Академик Ландау; Как мы жили (Ландау-Дробанцева) - страница 152

Все, что я наблюдала у Дау, он подтвердил, как и Пенфильд: "Терпение, и все придет в свое время. Вот если по истечении четырех месяцев Ландау не заговорит, тогда можно проявлять беспокойство. А пока все идет просто блестяще!".

Выздоровление продолжалось. Вся моя вселенная свелась теперь к этому узкому стальному ложу, так непривычно стоящему посередине палаты. Как только я входила к Дау, я впивалась глазами в его глаза. Они говорили: рассудок не помрачен. Нет, нет, взгляд, его ясность меня успокаивали. Это его взгляд: умный, он настигает, умоляет, просит, требует, приказывает. Это его упрямый, невыносящий никакого насилия взгляд!

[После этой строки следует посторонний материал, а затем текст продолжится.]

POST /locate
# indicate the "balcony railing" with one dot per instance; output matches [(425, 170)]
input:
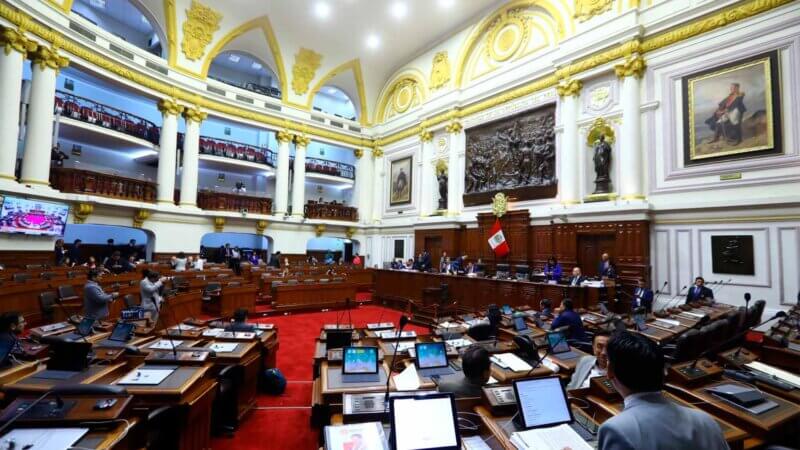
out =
[(90, 111), (331, 211), (218, 201), (78, 181)]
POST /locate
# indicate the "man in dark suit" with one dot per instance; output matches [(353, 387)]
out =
[(476, 367), (643, 296), (699, 291)]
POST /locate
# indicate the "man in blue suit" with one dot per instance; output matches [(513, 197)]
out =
[(649, 420), (699, 291)]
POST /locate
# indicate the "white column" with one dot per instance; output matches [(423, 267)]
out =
[(428, 186), (167, 154), (191, 156), (282, 173), (379, 189), (299, 180), (569, 163), (16, 47), (630, 179), (39, 138), (362, 191), (454, 173)]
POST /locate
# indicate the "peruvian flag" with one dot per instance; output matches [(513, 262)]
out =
[(497, 240)]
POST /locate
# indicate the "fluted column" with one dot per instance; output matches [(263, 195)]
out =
[(167, 146), (16, 47), (569, 164), (46, 62), (454, 172), (379, 187), (362, 191), (191, 156), (630, 180), (299, 181), (282, 173), (427, 185)]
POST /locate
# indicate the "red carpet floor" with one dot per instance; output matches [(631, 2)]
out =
[(282, 422)]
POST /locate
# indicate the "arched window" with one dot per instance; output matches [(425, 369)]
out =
[(332, 100), (243, 70), (126, 19)]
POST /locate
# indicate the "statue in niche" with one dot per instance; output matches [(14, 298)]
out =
[(602, 166)]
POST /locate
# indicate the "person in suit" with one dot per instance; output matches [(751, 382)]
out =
[(577, 277), (643, 296), (570, 318), (591, 366), (476, 366), (648, 420), (95, 301), (699, 291)]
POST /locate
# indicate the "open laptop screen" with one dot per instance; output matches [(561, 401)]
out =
[(431, 354), (358, 360), (542, 402)]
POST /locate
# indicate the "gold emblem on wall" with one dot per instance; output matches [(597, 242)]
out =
[(198, 30), (306, 63), (440, 72)]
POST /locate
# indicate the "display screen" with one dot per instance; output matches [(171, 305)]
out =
[(360, 360), (36, 217), (431, 355)]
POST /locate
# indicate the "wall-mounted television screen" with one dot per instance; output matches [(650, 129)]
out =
[(36, 217)]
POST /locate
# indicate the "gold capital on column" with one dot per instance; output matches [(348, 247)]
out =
[(48, 58), (632, 67), (169, 107), (11, 39)]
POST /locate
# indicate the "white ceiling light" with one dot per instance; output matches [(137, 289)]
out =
[(322, 10), (399, 9), (373, 41)]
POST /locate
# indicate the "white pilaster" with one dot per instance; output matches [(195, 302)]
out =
[(46, 63), (299, 180), (282, 173), (191, 157), (167, 156), (16, 48)]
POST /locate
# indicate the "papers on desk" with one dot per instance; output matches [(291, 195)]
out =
[(223, 347), (42, 438), (148, 377), (553, 438), (511, 362)]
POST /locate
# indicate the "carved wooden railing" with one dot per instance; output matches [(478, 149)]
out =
[(315, 210), (218, 201), (78, 181)]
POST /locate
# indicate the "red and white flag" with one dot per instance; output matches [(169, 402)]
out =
[(497, 240)]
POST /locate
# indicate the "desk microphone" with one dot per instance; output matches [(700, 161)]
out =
[(403, 322)]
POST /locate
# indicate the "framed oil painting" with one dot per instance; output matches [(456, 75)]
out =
[(732, 111), (400, 182)]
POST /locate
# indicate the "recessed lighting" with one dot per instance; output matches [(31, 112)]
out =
[(373, 41), (322, 10), (399, 9)]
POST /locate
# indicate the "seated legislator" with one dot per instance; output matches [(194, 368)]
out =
[(568, 317), (95, 301), (477, 369), (699, 291), (642, 297), (588, 366), (577, 278), (648, 420)]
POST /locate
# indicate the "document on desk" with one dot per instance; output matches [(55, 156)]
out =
[(42, 438), (552, 438), (146, 377)]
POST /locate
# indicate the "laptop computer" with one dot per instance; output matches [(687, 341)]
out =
[(424, 422), (557, 342), (360, 365), (431, 359)]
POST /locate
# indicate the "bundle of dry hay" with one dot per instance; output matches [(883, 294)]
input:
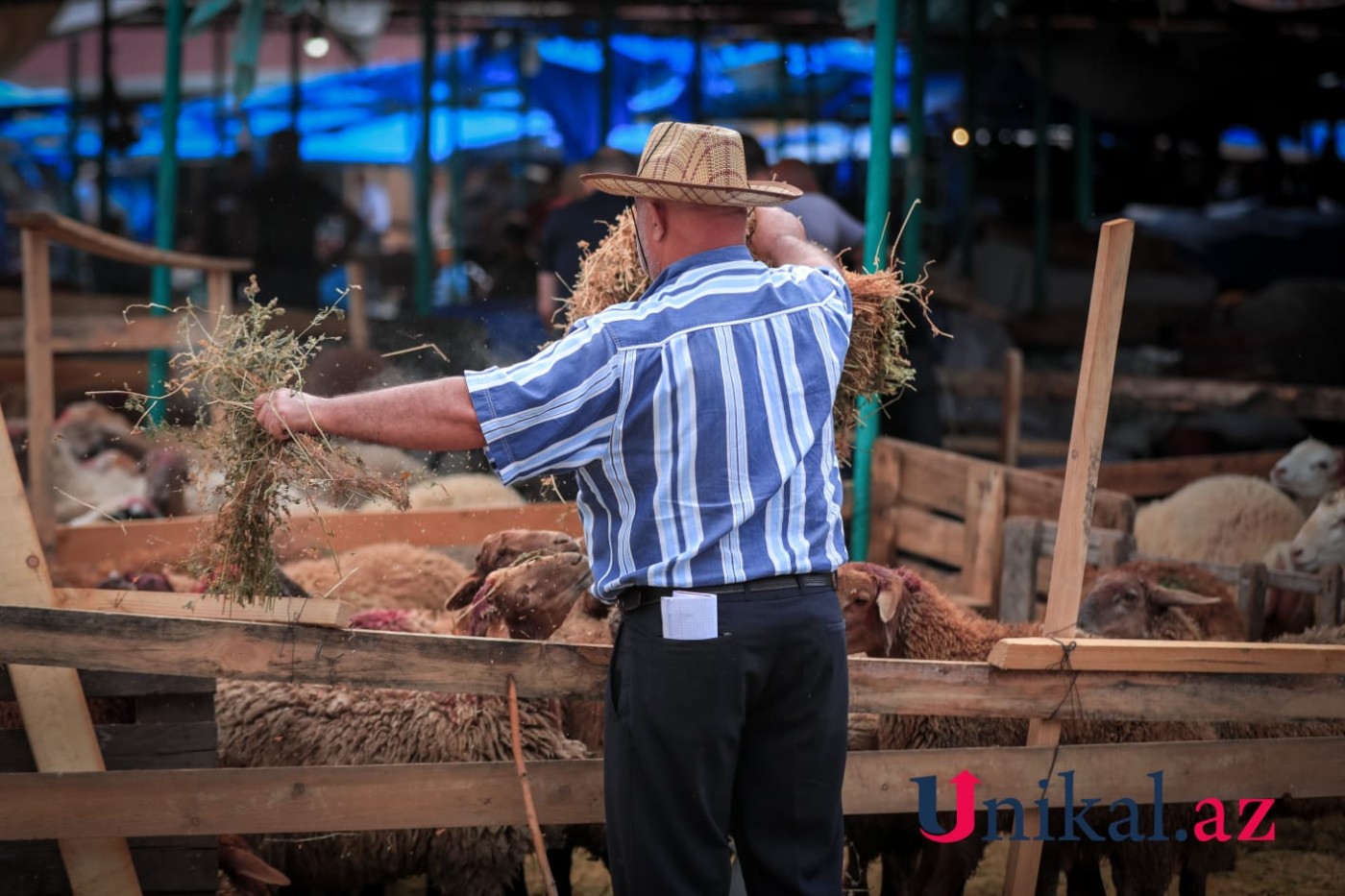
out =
[(876, 363), (231, 363)]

А если посмотреть на окружающую обстановку его глазами? Он вынужденно, со своего довольно высокого ложа, с тощей больничной подушки смотрит в потолок. Потолок слабо освещен, узкое окно затемнено толстым стволом дерева, палата длинная, мрачно окрашена, солнце сюда не заглядывает. Потолок и дверь. Больше больной ничего не видит. Когда спокоен, смотрит в потолок, когда настораживается от шума, впивается взглядом в дверь.

Дверь его всегда беспокоит. Я начинала понимать: обстановка его пугала и настораживала. От малейшего шума он вздрагивал. А из других палат иногда доносился пронзительный, резкий крик, завывания тех несчастных больных, которые после глубоких мозговых операций переселялись в психиатрические лечебницы.

Нельзя допустить, чтобы дальнейшее выздоровление Дау проходило в этих условиях. Он так любил ярко жить, его искрящуюся многогранную натуру эта обстановка убьет! Это не палата, это камера! Но пока надо терпеть — вспомнила советы Пенфильда: терпение, терпение…

Увидеть мир глазами другого человека. Говорят, это возможно только в искусстве, только на сцене. А если в жизни возникают ситуации острейшей сложности, когда терзающая боль за бесконечно дорогого тебе человека заставляет смотреть на мир его глазами, глазами больного?

Время отсчитывало часы, дни, недели. Промелькнул еще месяц. Паралич отпустил полость рта. Рот стал открываться. Стали делать попытки давать по чайной ложке чистой воды. Питье заставило работать глотательный рефлекс. Прошла неделя. Наконец, вынут носовой зонд. Пища пошла через рот. Еще одно завоевание.

Теперь измельченную до консистенции жидкой сметаны при помощи кухонного комбайна пищу — очень трудоемкая работа — надо было заменить более полноценной едой для нормального питания через рот. Надо было готовить и возить питание в больницу три раза в день: завтрак, обед и ужин. Физически это было очень трудно. Я привезла в палату Дау свой холодильник, чтобы некоторые продукты держать в нем для медсестер.